Finder utilities expert Mariam Gabaji said Aussies are devoted when it comes to their mobile providers.
“It’s easy to remain attached to the same provider you’ve been with from the get-go but you won’t be getting the best bang for your buck,” Gabaji said.
“Not comparing your options can end up costing you more in the long run.”
Mobile phone users pay $56 a month from their phone bill, up from $49 in February, according to Finder’s Consumer Sentiment Tracker.
Users can get as much as 120GB of data for $25 a month or if they are less of a data user, they can get 10GB of data for $10.
Gabaji recommended assessing one’s plan whether users are getting the best value for money.
“If you’re using significantly less data than your allowance per month, then it might be time to downgrade to a cheaper plan,” Gabaji said.

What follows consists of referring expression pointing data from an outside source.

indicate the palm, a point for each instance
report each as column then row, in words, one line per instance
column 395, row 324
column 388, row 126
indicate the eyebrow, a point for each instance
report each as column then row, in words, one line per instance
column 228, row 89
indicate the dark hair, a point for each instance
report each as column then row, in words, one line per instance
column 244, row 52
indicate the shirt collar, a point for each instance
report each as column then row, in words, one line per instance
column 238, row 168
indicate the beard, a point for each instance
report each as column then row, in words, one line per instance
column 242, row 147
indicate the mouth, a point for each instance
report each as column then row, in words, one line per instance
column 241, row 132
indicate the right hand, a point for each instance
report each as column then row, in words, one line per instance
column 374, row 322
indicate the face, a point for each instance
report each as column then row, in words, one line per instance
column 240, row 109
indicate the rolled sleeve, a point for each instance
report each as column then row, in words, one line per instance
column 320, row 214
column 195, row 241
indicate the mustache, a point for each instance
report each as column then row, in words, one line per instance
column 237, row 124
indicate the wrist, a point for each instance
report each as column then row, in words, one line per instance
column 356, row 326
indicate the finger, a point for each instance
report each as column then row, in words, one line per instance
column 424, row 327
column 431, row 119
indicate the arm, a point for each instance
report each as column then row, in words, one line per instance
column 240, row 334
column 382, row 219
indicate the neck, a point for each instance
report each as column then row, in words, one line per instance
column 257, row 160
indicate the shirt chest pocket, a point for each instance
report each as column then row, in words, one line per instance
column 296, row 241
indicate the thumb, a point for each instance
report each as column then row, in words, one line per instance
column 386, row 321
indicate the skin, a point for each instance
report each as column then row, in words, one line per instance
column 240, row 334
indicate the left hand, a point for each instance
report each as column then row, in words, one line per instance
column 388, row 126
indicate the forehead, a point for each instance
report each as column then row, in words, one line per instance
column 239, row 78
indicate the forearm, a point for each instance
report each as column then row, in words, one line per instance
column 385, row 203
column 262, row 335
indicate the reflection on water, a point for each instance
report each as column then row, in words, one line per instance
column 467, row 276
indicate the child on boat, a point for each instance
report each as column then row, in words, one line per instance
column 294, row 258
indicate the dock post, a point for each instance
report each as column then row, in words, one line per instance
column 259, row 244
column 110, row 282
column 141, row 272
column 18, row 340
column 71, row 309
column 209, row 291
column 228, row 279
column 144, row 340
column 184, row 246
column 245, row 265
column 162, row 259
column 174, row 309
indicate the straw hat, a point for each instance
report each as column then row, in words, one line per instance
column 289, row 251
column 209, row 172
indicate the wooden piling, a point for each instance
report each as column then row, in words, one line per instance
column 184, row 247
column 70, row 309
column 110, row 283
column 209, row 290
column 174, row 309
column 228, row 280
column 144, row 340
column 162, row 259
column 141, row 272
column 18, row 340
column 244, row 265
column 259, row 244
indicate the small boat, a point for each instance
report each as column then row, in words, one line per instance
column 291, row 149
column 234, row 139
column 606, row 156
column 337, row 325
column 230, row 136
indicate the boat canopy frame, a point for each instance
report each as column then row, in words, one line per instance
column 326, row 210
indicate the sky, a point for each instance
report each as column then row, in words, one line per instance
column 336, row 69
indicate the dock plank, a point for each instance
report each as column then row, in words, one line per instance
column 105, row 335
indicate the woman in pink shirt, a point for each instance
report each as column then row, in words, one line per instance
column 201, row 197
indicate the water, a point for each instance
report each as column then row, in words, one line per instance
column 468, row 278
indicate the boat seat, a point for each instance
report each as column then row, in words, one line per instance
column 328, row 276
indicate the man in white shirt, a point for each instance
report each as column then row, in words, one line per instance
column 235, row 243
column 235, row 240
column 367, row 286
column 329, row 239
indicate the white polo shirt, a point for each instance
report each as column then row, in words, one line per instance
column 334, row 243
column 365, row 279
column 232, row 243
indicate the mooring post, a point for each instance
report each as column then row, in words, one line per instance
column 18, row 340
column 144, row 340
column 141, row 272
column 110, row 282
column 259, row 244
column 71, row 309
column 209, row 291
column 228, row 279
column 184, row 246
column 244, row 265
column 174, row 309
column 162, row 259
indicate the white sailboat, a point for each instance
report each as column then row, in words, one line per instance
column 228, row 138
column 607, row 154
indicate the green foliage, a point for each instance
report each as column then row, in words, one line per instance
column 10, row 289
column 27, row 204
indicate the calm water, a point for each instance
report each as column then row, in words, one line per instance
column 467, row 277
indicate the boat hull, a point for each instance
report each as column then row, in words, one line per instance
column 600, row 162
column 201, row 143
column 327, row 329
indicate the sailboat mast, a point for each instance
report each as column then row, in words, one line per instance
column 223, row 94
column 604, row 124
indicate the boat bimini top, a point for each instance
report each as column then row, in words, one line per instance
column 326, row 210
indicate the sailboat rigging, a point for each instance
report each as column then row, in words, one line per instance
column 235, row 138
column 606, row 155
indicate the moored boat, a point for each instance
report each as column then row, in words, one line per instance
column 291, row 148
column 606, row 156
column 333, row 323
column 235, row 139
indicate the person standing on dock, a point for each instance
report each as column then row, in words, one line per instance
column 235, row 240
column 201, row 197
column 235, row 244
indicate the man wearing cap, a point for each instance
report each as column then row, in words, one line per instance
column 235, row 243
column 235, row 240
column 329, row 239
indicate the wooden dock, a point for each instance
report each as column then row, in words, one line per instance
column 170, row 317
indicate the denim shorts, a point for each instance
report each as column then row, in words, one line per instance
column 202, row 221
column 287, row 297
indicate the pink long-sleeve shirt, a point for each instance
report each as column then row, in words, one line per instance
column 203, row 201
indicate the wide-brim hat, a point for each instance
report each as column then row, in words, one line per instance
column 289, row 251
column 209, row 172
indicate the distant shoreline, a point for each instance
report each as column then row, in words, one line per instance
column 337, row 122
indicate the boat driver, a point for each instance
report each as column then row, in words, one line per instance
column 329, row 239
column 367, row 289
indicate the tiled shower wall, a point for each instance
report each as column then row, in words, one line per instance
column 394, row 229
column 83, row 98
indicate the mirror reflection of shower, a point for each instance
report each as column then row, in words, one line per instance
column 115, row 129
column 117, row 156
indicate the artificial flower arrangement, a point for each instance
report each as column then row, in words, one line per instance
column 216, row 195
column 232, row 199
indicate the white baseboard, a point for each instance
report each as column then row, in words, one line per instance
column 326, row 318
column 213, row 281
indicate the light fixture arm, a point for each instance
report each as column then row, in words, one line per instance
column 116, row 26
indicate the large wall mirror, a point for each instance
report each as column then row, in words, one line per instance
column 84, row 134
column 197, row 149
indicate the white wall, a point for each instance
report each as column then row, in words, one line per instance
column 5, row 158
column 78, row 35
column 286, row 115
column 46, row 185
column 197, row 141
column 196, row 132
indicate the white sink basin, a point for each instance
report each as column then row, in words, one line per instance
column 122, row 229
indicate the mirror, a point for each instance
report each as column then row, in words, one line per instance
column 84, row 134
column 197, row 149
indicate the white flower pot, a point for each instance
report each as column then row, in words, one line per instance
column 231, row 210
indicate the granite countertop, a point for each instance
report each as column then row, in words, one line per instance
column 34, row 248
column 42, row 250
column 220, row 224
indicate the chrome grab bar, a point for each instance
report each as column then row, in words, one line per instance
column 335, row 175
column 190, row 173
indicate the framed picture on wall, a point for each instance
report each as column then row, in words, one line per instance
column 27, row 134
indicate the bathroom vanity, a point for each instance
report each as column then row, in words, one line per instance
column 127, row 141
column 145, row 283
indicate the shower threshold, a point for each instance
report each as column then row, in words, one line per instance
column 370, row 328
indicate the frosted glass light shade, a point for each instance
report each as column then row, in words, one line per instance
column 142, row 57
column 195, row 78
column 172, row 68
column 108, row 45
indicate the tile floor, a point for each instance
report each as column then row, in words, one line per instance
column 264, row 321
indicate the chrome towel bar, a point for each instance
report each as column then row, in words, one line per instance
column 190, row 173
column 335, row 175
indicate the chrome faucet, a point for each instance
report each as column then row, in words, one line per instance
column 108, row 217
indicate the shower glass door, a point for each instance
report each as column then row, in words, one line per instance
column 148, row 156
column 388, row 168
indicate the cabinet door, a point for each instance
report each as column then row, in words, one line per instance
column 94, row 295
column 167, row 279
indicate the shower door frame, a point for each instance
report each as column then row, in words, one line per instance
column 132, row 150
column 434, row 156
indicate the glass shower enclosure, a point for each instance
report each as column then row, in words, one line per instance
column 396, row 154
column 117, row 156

“Understanding your mobile habits will help you determine which plan is best suited to your needs. Don’t overspend on a plan you’re not taking full advantage of – defaulting on a bill can negatively affect your credit score. And remember, when you switch you can keep your phone number.”
Gabaji advised Australians to compare their plan against others in the market and check to see what inclusions they could be getting for a better price.
“It’s also a good idea to call your provider and see if they’re willing to upgrade your plan to keep you as a customer.”
“If not, there are loads of providers who will be happy to make you a better offer,” Gabaji said.
Baby boomers are more likely than any other generation to stick with their provider despite the price hike with 37% admitting they will not switch even if their bill increased compared to 22% of millennials and 24% of Gen Z.
How phone plans can affect consumers’ credit score:
1. Applying for a postpaid plan. When consumers apply for a postpaid mobile plan, the provider may perform a credit check to assess their suitability for the plan. This check may appear on their credit report, but it shouldn’t affect their credit score unless they’ve applied for multiple plans in a short time.
2. Making a late payment. If they have a late phone payment of at least $150 that is overdue by more than 60 days, it will be considered a default. At this point, the phone provider will report this to the credit reporting agencies, which means your credit score may fall. The default will also remain on your credit file for five years.
3. Defaulting one’s bill. As well as hurting your credit score, defaulting on your phone bill may also make it harder to get another mobile plan in the future. The easiest way to avoid defaulting is simply paying the bill on time, ideally using direct debit. As mentioned above, if users miss a payment, make sure to pay it off as soon as possible and contact the provider if one is unable to pay.